You're right.  But entrapping the person to get them to lie is an even bigger offense, IMO.  We didn't like this kind of tactic when employed by Castro, or Hitler, or any other oppressive ruler, and we don't like to see it used today.

Kenneth Starr sent Linda Tripp out with a tape recorder to try and get details from Monica Lewinsky from what was thought to be a private conversation.  The taping was done illegally and few contest that.  I believe many conservatives see that type of Gestapo tactic as being what is required to implement a moral control agenda.  Many more liberal (translation--in touch with the Constitution and not big fans of totalitarianism?) people see this as a major loss of inalienable rights that are in the Constitution, than the white lie told by the President under oath.  This was a victimless crime.  In fact, it wasn't even a crime!  The right to privacy is a tenant that many nations with Dictators like to scrap.  That is how they perpetrate their regime--suppressing any dissenters by removing the right of privacy.  I don't want to become a nation where we have to hide Jews, Moslems, or dissenters in our closets.  We seem to be more obsessed with keeping handguns in the closet than keeping people out of them.

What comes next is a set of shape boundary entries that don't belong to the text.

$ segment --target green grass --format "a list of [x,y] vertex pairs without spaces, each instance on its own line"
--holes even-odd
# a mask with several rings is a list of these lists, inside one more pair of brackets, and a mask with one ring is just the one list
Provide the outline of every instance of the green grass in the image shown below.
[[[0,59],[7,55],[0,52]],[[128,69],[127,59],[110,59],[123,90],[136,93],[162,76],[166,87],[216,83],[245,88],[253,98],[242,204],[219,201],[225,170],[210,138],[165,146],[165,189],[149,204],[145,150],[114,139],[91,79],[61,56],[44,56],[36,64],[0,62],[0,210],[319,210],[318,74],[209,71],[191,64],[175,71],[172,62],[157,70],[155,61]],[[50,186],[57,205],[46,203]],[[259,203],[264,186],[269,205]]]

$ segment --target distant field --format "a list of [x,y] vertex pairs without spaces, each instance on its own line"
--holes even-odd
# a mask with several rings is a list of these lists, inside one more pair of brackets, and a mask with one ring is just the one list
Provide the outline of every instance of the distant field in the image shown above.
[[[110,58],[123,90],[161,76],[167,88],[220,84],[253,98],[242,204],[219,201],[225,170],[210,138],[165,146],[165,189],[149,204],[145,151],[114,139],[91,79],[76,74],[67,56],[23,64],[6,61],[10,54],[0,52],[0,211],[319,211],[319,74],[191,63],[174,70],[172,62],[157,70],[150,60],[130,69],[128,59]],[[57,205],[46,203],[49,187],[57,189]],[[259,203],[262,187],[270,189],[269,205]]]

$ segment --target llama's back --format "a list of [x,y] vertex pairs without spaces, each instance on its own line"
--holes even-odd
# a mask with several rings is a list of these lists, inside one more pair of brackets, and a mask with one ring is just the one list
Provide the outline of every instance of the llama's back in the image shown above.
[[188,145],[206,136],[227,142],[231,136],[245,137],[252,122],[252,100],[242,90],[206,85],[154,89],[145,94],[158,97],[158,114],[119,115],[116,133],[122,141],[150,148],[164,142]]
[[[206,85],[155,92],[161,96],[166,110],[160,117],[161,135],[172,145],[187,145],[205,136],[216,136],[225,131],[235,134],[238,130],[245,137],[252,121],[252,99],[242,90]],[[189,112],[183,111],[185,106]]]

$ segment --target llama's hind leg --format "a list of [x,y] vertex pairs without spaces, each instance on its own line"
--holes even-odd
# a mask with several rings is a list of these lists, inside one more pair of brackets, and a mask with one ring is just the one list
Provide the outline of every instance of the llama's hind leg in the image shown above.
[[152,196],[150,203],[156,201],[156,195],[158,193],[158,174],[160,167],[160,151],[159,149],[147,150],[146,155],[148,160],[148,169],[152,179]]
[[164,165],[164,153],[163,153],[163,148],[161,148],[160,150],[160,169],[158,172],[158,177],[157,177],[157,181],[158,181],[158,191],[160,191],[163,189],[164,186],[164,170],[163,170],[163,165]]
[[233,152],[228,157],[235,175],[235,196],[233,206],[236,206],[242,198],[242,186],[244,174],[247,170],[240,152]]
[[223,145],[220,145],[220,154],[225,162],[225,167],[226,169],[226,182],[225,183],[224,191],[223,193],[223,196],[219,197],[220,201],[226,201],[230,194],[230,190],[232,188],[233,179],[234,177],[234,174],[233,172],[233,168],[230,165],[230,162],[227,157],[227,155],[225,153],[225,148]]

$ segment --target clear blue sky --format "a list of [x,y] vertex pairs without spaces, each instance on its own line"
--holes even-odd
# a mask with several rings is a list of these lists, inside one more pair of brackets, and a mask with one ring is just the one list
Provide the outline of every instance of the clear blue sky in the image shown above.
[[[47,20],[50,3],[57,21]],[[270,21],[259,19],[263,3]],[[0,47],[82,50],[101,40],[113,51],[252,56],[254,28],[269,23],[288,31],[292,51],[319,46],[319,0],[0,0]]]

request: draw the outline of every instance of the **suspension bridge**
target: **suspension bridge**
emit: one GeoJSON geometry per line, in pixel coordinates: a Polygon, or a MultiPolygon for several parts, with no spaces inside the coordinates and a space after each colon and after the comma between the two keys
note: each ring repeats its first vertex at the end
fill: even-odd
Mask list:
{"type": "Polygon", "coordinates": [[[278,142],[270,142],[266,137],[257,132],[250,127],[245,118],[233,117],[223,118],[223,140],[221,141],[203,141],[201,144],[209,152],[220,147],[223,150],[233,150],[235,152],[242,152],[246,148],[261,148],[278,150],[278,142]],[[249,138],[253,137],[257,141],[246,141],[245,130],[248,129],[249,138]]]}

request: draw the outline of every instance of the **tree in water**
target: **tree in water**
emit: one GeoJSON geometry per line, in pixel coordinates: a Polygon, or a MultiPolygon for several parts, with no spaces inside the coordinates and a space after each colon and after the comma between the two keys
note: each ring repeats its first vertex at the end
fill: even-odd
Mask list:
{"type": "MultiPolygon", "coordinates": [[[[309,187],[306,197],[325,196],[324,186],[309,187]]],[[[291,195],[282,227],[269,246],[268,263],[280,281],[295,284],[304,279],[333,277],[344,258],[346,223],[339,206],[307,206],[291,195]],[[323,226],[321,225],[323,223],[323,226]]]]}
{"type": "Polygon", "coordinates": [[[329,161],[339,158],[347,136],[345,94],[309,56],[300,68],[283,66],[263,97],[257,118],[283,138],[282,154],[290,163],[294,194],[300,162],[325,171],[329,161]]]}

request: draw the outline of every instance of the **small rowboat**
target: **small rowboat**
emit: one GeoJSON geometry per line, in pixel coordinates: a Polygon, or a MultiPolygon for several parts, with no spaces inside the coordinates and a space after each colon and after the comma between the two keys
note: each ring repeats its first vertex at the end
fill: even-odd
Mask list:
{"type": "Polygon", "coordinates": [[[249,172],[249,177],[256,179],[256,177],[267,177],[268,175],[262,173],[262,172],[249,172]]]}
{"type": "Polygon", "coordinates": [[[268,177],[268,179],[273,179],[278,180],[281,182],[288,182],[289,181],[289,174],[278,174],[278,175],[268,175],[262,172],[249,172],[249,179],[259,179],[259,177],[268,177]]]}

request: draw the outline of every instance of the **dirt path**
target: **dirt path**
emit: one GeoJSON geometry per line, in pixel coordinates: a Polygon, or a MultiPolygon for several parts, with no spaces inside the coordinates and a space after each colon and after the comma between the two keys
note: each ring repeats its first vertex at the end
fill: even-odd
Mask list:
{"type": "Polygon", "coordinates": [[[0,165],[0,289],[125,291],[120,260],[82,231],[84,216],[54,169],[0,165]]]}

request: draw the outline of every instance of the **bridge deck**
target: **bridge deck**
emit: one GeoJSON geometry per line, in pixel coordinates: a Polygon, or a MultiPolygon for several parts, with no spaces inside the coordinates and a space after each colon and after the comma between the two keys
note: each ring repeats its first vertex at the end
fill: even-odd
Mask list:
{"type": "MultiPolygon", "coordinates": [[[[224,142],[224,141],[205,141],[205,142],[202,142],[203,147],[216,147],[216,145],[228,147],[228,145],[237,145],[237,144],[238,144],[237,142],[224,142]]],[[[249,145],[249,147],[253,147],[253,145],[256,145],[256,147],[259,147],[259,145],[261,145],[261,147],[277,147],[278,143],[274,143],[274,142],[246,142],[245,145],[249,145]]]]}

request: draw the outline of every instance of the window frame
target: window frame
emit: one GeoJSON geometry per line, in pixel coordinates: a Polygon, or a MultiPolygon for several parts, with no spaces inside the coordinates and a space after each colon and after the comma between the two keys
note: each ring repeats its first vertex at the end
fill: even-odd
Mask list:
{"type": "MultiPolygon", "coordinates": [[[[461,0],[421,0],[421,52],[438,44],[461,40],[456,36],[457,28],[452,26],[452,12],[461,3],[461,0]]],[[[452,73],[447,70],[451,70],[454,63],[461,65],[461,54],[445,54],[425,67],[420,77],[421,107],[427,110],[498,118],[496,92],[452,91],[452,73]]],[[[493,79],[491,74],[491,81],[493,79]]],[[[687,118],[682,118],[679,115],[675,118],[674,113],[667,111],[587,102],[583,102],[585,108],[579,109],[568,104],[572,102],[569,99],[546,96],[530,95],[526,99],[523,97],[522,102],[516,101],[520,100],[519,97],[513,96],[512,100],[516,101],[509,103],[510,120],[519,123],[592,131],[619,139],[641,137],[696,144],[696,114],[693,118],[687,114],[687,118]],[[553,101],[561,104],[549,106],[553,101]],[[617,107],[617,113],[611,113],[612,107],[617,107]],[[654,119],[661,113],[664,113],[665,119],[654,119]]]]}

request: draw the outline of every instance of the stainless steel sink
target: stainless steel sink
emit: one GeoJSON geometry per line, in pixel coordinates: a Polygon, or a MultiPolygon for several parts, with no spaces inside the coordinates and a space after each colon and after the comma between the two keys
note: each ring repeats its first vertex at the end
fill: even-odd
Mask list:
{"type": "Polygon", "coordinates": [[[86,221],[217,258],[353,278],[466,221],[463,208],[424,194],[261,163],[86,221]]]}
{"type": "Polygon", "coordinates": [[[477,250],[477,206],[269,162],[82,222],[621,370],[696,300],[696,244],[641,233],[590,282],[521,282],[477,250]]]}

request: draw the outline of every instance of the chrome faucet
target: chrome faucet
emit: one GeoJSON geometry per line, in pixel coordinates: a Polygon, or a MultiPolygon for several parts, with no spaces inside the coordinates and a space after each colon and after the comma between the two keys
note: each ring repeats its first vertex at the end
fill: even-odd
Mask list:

The actions of the Kenneth Starr team, and the 16(?) angry men in the House of Representatives were the closest thing to removing this inalienable right since the Constitution was written--all undertaken under the guise of "exercising the rule of law".  Whose law?  Which law was broken?  That white lie about whether he was having sex with "that woman, Miss Lewinsky?".  What court has the right to pry into that matter, unless they are claiming that the deed itself was illegal, which it was not.  

Are we really ready to give up these rights?  Is the moral majority suggesting that this "right to privacy" should not stand, instead being replaced by vigilante police who could invade your home, or your life, simply because they don't agree with your morals?

I don't believe what President Clinton did was right, but I believe what Kenneth Starr and the vigilante vice squad was even more threatening.  Which part about this attack on our Constitutional "inalienable rights" don't conservatives understand?  Are such far-right tactics being undertaken to protect us from ourselves?  No, it is a purposeful attempt to forcibly, through the "rule of law", prohibit engaging in any activity which some do not believe to be "morally correct".  Would they prohibit another right as well--would freedom of religion be the next target?  

Andrew Lietzow (smiling and like Chic, I'll stop when you will.. Hehehe!)